1. Protesters disrupt Trump rally and create disturbance as angry Trumpites gather around to express anger at caricatured versions of 21st century loser class who threaten their inheritance.

2. Trump engages in brief parley with protesters before calling for them to be ejected with now trademark “Get’em outta here!” (Sort of the paramilitary version of the once iconic, corporate “You’re fired!”)

3. Crowd ecstatic as security guards escort protestors out through a sort of Tea Party walk of shame, eventually along an aisle which is actually a gauntlet of jeering and taunts.

4. Self-selected Trumpite assaults protester being led out of arena, bringing the ritual to a conclusion.

So, parodic left-wing protester, fight, ejection, ritual violence, symbolic confirmation of Trump’s role as destroyer of bad guys and losers.

Trump’s rallies too are quickly becoming as ritualized as pro-wrestling. I very much doubt the first protesters at Trump rallies knew this would emerge as the model, and likely the same for his supporters. But at this point all the protesters pretty much get this drill, as do the Trump supporters. Do we think the guy who assaulted the protester on the way out of the arena in Tucson last night hadn’t seen the video of John McGraw assaulting the protester in Fayetteville earlier this month? Of course he had. Do protesters who go to Trump rallies now know there’s a decent chance they’ll get clocked by a Trump supporter and end up on a viral video? Of course they do. Others are simply there for the show. The woman on Twitter who shot the second video in this post said: “Went to the Trump rally just to see how crazy it would be……..this is insane”

This is not to equate the protesters and the Trump supporters. But each are now filling increasingly defined roles in the recurring drama. As I said last weekend, the rallies and the ritual are drawing in people who want trouble, above and beyond the normal run of Trumpites. How much demand do you think there will be for aisle seats at future Trump rallies?

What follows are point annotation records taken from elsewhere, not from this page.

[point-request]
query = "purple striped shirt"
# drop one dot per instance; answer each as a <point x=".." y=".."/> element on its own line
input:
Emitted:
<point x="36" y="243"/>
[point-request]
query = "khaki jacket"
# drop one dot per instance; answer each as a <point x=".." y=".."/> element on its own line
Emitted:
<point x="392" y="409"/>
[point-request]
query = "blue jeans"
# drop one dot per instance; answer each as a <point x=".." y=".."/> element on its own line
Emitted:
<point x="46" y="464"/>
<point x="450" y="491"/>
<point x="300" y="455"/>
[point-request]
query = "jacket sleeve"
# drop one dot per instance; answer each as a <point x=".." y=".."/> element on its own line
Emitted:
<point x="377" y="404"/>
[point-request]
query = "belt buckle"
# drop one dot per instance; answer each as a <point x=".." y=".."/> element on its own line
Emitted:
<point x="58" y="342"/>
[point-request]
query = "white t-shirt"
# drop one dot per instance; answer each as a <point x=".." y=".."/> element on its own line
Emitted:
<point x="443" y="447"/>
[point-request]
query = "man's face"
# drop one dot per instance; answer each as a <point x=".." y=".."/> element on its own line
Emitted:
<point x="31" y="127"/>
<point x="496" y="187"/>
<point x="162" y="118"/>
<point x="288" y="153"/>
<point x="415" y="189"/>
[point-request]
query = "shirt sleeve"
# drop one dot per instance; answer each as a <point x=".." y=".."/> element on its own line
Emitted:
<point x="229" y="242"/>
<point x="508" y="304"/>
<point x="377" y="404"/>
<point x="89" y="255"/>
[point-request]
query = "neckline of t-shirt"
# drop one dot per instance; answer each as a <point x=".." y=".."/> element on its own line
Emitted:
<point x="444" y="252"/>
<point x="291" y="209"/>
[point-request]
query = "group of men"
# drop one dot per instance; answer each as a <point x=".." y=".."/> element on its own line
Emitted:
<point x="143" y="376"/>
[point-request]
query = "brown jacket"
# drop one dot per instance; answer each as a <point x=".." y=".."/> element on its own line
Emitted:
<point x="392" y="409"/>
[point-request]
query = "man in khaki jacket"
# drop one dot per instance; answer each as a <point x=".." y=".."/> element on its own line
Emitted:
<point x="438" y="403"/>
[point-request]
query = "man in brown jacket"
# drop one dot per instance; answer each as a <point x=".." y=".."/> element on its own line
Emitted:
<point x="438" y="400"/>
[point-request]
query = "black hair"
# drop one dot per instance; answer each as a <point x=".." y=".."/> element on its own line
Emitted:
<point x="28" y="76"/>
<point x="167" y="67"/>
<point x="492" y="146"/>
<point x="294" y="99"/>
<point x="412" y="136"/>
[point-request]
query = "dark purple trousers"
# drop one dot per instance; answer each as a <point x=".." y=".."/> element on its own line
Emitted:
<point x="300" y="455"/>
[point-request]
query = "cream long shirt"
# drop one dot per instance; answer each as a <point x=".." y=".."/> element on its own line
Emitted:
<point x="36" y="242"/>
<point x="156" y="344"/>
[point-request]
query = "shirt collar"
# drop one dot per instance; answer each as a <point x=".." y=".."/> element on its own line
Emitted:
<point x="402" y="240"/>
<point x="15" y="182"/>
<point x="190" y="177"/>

If you were anyone watching Wally George in the early 80s, you watch these viral videos from the Trump rallies and think “Ahh, yep, I totally remember this.” The common denominator of blonde/grey/dyed helmet hair is only an additional touch. Indeed, the Trump rally game is almost old hat if you’ve seen Wally George, pro-wrestling or Roller Derby. Only this time it’s a show revolving around the guy who is almost certainly going to be the Republican nominee for President. And it is playing out on an infinitely bigger stage, with an overlay of resentment and desire for payback that puts it in an altogether different league.